20 M.P.H. Most of the credit for this unparalleled record goes to the late Ferdinand Porsche, who designed his first car, a battery-driven model that made 20 m.p.h., in 1899. Porsche built one of the world's first streamlined racers in 1910, designed a revolutionary engine for a 26-ton, self-propelled gun in World War I. During the '20s and '30s, his extravagant methods of car-building and his liking for experiments nearly broke a series of employers, but his cars dominated European racing.

In 1934 Adolf Hitler proclaimed Porsche a Nazi hero, commissioned him to design the Third Reich's famous "people's car" (Volkswagen). Porsche produced a design, but the Nazis, who built only 200, abandoned the project (after milking some 300,000 Germans for advance payments) and assigned Porsche to design weapons, notably the famed Tiger tank. In 1945, he was arrested by French troops and after a trial, jailed for two years as a war criminal.

Mechanics Mark. Porsche and his son Ferdinand Jr. launched their sports-car factory at Gmuend, Austria in 1949, with $50,000 in capital and a first model featuring a souped-up Volkswagen engine, produced only 50 cars in their first year.
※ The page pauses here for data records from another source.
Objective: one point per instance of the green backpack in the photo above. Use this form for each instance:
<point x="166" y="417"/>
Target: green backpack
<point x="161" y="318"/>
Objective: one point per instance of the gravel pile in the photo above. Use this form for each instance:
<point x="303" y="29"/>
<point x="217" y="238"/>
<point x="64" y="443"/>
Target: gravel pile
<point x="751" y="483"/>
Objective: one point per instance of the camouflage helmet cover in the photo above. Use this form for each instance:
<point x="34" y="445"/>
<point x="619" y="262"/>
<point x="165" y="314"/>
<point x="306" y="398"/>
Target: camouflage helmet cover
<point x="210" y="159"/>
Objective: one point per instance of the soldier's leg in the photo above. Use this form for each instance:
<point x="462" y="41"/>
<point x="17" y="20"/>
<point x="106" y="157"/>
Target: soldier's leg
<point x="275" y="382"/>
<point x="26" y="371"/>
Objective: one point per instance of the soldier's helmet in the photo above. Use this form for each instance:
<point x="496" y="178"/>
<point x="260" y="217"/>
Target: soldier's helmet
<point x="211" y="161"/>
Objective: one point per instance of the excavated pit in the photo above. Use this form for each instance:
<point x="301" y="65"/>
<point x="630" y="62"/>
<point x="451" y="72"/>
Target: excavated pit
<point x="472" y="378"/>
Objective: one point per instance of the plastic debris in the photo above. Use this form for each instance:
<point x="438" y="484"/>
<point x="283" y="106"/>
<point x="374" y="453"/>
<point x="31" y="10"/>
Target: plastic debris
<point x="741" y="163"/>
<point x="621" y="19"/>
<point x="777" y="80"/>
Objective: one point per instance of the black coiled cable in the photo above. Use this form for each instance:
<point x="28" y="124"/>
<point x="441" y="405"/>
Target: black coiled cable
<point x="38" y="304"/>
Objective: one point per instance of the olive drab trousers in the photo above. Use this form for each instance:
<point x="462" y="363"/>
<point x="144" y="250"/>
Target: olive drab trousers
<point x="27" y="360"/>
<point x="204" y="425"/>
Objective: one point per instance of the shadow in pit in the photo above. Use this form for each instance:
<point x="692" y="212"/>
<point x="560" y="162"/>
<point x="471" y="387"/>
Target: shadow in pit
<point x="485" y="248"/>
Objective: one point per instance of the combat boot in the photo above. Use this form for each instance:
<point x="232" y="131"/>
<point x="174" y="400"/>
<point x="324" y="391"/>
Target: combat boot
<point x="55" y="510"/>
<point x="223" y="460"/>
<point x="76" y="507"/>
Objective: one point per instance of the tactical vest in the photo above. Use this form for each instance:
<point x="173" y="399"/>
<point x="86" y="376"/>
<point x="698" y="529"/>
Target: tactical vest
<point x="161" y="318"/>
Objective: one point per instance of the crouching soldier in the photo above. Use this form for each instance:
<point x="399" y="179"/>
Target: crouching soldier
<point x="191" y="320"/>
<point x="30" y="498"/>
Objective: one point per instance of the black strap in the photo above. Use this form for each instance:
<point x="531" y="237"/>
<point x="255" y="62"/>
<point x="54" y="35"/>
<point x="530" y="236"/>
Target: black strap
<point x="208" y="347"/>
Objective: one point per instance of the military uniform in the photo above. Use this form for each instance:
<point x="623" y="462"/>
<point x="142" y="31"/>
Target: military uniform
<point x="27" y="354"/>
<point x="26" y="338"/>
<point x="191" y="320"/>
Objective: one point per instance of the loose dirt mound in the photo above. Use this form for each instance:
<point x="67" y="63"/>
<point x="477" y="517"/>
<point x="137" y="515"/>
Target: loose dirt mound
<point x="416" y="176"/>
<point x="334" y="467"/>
In 1950 they moved into a former barracks at Stuttgart, developed a series of hand-tooled, air-cooled engines that range today from 44 to 115 h.p., and expanded to the present line of 16 models. The elder Porsche died in 1951, but sales continued to climb under the direction of son Ferry, a square-faced man of 46 who owned his first sports car at age 12. Last year he produced 1,908 cars -- including some 1,000 exported to the U.S. -- for a thumping gross of $6,400,000.

There are few plants anywhere that can match the loving care with which a Porsche is built. Every Porsche engine is stamped with the mark of one of the plant's twelve master mechanics, who then assumes permanent responsibility for its performance.

The Stuttgart plant (400 workers, 250 engineers) is currently producing only 300 cars a month, which is far below demand; at last week's show alone, Porsche salesmen took 200 orders. Ferry Porsche doggedly refuses to expand his sports-car output for fear of hurting the quality, but he is tinkering with prototypes of a jeep-type vehicle called "The Hunter," plans eventual production of 500 to 1,000 a month if there is sufficient demand.